My professor for the class told us to view poetry in a way that differed from what I been told by teachers and professors in the past. Before, I had always heard, "Dig for the meaning. Dig deep! Dig deeper!"
For the poetry class, however, my professor said, "Don't dig deep for the meaning. Let a poem hit you at face value." Honestly, that's the best advice I've ever been given on how to understand the meaning of a poem.
Based on the advice from my professor, I was able to realize something important: poetry is more self-explanatory than it initially seems.
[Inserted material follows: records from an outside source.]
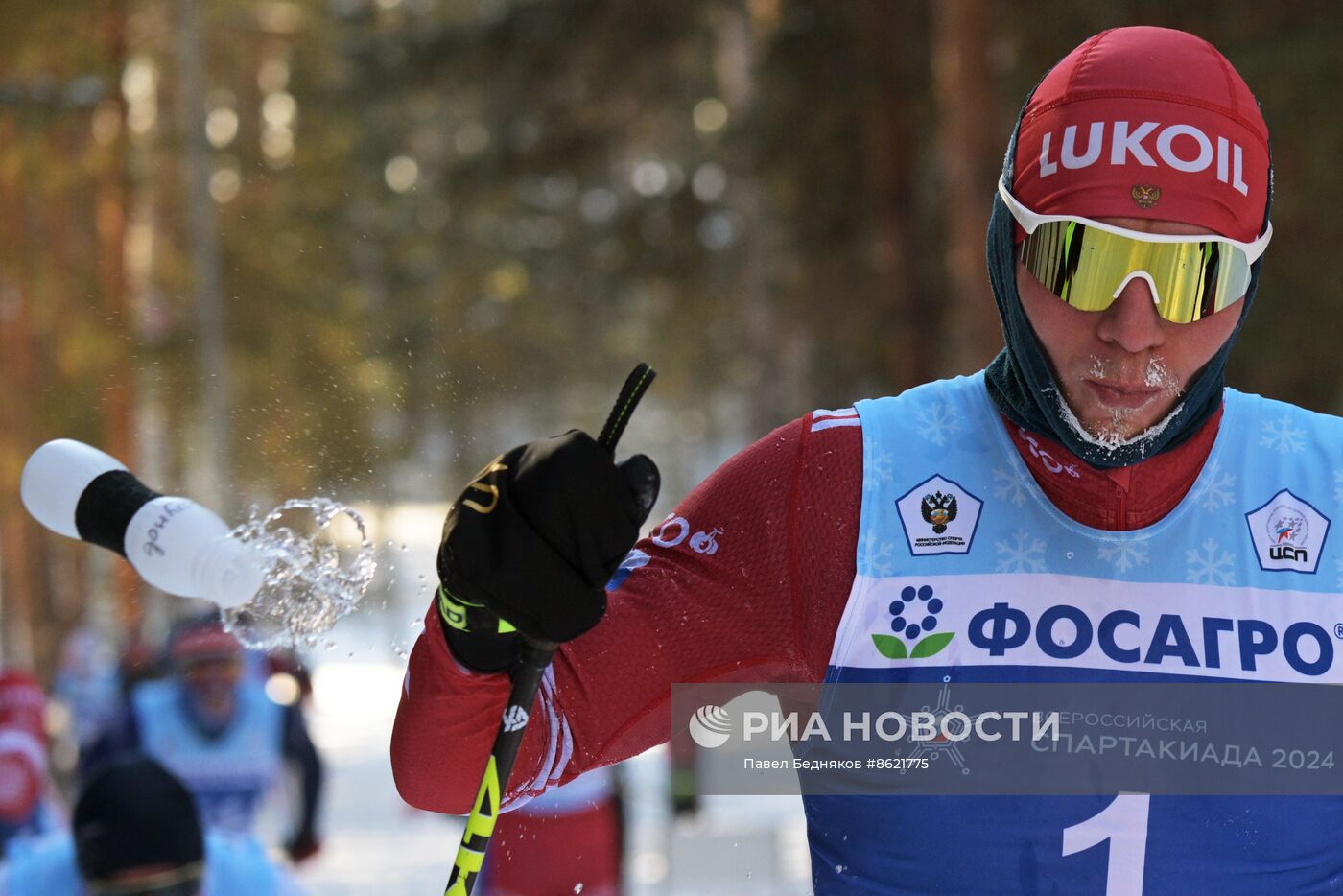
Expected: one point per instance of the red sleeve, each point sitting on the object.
(23, 745)
(744, 580)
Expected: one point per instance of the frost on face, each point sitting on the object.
(1114, 434)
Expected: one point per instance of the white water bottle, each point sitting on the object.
(174, 543)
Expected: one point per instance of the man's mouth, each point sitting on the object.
(1130, 396)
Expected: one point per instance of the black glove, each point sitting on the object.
(530, 544)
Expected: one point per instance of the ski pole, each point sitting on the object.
(527, 680)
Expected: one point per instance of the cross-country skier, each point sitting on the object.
(1097, 463)
(136, 833)
(218, 731)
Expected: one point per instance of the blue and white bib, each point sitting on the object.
(967, 573)
(228, 775)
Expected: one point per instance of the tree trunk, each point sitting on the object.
(900, 305)
(969, 148)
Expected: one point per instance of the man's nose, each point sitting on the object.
(1132, 321)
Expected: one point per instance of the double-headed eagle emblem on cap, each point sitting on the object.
(1145, 195)
(937, 510)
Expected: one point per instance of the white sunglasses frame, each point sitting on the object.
(1030, 221)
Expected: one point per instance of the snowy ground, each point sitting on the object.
(375, 844)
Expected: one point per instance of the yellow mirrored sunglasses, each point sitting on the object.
(1088, 264)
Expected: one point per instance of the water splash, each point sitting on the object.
(309, 583)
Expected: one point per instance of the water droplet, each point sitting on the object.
(308, 584)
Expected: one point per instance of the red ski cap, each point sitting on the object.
(204, 643)
(1145, 123)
You shouldn't have to dig deep for the meaning of a poem. The deeper you dig, the further away you get from the actual meaning. You'll come up with some extravagant idea that deviates from the original meaning. Don't dig so deep that you bury yourself in a hole you can't get out of.
A poem starts with the title. The title essentially describes the rest of the poem, so the content always ties back to the title. When you piece together the title of a poem with the content of a poem, the meaning becomes apparent. Don't believe me? Let's look at an example.
One poem that illustrates this idea clearly is "The Problem with Describing Night" by Bernadette Geyer. The title claims there's a problem with describing night. What's the problem? Well, the poem goes on to list different sets of phenomena that are associated with the night: stars, monsters, the moon. In an excerpt from the poem Geyer says, "If I said cloud and penumbra, Orion / And Scorpio. If I said boogeyman-" (3-4). The point? There is no single way to describe the night.
Poets aren't trying to trick you. They use language to describe something in a way most people wouldn't. My poetry professor once said to my class, "I want us to write beautifully about simple things." That is what poets do.
If you think poetry doesn't make sense, try reading a poem on a surface level. You may not understand a poem the first time you read it, and that's okay. My professor said that even if something doesn't seem to make sense to us, our brains will still try to make sense of it and add some kind of meaning to it.
Poetry is full of metaphors. It is meant to sound beautiful, to be beautiful. You don't have to dig deep to find the meaning of a poem. The meaning lies right in front of your eyes.